Le matelot exécuta rapidement ces divers ordres, abandonna, après l’avoir éteinte, la lanterne sur la pelouse, puis les deux hommes regagnèrent leur embarcation.

Bientôt on entendit le bruit des avirons frappant l’eau en cadence.

Cinq minutes plus tard l’embarcation et les deux démons qui la montaient avaient disparu dans les ténèbres.


II

où il est prouvé que c’est souvent un tort de pousser trop loin une vengeance


Le docteur d’Hirigoyen et son fils Julian avaient assisté invisibles, et sans en perdre un mot ni un geste, à la scène si platement et si odieusement barbare, racontée dans notre précédent chapitre.

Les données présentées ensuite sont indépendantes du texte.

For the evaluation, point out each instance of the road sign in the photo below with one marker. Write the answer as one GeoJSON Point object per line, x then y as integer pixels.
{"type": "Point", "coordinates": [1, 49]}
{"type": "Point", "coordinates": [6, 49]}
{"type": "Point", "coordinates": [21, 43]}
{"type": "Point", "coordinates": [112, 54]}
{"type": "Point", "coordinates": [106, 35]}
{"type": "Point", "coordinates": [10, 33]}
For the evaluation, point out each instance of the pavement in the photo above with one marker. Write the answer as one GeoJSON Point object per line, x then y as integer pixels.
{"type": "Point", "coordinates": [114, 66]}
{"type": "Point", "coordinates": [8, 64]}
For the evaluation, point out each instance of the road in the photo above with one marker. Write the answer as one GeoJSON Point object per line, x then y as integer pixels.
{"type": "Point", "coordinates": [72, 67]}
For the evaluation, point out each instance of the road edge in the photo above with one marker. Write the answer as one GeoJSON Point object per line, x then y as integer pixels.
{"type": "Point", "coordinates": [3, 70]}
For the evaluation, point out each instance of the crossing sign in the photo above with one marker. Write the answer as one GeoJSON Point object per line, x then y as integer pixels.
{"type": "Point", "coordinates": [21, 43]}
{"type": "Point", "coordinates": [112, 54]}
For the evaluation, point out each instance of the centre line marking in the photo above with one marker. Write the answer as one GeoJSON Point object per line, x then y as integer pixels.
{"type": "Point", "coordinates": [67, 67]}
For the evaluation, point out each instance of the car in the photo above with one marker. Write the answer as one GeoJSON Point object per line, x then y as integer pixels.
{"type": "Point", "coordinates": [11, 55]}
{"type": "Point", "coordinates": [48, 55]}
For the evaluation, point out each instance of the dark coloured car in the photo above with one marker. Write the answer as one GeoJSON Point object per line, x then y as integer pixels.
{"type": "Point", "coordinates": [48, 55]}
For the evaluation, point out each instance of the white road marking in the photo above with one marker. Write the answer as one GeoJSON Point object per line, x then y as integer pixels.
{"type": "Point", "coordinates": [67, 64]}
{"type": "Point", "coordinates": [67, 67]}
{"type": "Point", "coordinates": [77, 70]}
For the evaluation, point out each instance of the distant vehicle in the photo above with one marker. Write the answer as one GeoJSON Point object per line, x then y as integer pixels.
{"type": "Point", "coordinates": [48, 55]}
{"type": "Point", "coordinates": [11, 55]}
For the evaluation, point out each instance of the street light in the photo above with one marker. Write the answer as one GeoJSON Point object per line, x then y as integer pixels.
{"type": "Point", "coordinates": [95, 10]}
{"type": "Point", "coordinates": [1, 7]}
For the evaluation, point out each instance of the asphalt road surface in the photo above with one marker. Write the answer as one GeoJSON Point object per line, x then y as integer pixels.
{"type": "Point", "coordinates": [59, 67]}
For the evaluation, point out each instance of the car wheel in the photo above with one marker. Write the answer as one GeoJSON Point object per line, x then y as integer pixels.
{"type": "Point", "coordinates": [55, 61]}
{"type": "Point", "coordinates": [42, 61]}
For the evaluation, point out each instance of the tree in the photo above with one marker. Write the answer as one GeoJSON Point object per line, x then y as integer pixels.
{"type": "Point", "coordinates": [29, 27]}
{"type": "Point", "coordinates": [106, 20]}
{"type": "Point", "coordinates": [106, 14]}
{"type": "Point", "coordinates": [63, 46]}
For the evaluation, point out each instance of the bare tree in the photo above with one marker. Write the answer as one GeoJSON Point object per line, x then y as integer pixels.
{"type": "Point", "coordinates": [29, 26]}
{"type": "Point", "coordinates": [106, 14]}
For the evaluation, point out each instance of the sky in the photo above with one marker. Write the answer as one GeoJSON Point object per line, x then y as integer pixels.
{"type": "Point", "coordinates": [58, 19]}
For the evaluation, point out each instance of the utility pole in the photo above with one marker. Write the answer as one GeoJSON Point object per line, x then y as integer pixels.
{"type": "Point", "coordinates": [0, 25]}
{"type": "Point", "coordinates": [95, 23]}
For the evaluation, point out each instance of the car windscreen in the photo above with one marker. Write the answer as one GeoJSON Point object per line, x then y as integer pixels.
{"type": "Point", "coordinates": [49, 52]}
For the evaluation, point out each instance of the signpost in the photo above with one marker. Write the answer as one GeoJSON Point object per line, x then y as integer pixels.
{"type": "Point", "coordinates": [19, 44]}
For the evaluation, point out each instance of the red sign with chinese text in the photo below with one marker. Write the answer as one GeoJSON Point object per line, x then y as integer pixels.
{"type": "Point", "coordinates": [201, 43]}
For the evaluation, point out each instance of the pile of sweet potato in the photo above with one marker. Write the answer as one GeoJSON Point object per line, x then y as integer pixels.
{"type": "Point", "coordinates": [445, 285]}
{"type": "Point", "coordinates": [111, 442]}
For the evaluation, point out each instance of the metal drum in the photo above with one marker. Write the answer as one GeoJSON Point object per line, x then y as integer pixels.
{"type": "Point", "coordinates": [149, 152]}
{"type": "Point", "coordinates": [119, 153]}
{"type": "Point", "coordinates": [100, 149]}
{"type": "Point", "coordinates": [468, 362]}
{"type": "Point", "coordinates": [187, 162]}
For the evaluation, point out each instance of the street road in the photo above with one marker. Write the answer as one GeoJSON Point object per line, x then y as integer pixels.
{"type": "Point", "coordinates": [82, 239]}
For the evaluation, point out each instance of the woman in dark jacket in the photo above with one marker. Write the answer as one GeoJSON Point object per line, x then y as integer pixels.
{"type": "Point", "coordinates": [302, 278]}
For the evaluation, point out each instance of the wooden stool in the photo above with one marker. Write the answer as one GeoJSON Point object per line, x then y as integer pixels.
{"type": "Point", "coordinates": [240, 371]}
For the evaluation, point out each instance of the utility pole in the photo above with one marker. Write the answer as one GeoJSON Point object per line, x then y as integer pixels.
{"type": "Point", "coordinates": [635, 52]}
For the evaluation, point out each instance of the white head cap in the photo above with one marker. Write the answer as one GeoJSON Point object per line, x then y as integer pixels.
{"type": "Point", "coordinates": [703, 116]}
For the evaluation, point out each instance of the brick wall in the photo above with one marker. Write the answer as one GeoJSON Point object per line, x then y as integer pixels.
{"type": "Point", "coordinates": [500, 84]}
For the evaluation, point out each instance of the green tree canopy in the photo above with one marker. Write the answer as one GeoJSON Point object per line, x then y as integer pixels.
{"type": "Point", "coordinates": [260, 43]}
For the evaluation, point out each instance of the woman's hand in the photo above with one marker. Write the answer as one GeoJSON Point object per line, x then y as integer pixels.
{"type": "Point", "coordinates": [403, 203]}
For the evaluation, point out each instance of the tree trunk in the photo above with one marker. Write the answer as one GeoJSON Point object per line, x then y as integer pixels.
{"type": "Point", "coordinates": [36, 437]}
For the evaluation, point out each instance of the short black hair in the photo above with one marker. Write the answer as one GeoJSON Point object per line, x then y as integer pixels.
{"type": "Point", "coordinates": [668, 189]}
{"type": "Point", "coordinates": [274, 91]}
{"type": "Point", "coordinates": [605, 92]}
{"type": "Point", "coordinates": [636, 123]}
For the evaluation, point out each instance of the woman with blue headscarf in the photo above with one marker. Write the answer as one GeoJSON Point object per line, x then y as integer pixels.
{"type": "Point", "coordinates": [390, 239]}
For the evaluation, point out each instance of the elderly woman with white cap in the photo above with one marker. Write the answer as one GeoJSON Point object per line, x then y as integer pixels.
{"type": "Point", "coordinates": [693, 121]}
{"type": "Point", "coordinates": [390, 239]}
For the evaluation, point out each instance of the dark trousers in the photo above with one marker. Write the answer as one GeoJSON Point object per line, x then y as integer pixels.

En proie à une émotion poignante, dix fois le jeune homme avait voulu s’élancer entre le bourreau et la victime de cet horrible guet-apens, au risque de ce qui pourrait lui arriver à lui-même ; chaque fois son père l’avait retenu, à grand’peine, nous devons le constater, tant le jeune homme était pris de pitié et d’admiration pour cette noble jeune femme qui, se sentant au pouvoir d’un monstre sans âme, avait héroïquement préféré la mort au déshonneur, et, tout en succombant sous les coups de son lâche bourreau, était sortie glorieuse et immaculée de cette lutte atroce.

M. d’Hirigoyen, au mot de narcotique prononcé par l’assassin, avait fait comprendre à son fils que rien n’était désespéré encore ; que, dans l’intérêt même de la victime, il fallait patienter, et attendre le départ des bourreaux pour essayer de sauver la malheureuse jeune femme.